Lily et James échangèrent un regard, avant que James ne réponde d'un ton neutre :

- On ne l'a toujours pas rangée. Je préfère qu'on n'y touche pas pour le moment.

- Alice et Frank doivent aussi pouvoir héberger du monde, enchaîna Lily comme si de rien n'était. Emmeline a son appartement, les frères Prewett ont leur sœur Molly... On va s'arranger.

- Je ne vais pas avoir besoin d'un logement très longtemps, commenta Sirius. Mon oncle Alphard m'a laissé un petit pactole. Je comptais m'acheter un appartement de toute façon. Marre du QG.

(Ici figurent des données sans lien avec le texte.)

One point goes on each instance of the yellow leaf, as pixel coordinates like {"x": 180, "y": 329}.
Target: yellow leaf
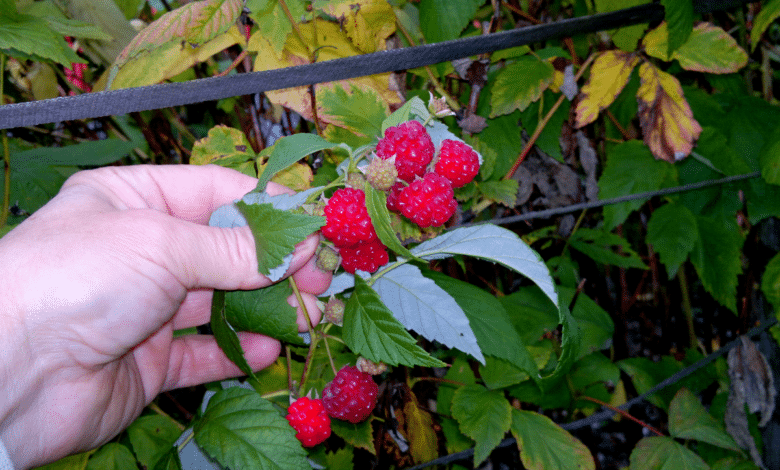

Alors que Lily et James poussaient des exclamations de surprise, Remus leva un regard légèrement blessé vers Sirius. Devait-il comprendre qu'il en avait marre de sa compagnie, de celle de Peter, de Margaret ? Il tenta de se raisonner en songeant qu'il avait juste envie d'indépendance, tout comme Lily et James avant qu'ils n'aient été forcés de quitter le QG. Il se força à se joindre à la conversation, qui portait maintenant sur l'oncle Alphard et son lien avec Sirius. Encore une fois, le décalage entre la quiétude de Godric's Hollow et la situation de l'Ordre le frappa de plein fouet. Il éprouva finalement du soulagement lorsqu'un patronus de Maugrey le convoqua chez les Londubat. L'Auror souhaitait savoir ce qu'il s'était passé. Sirius partit avec lui pour l'aider à transplaner. Les Potter les regardèrent partirent, serrés l'un contre l'autre sur leur perron. Loin de l'action.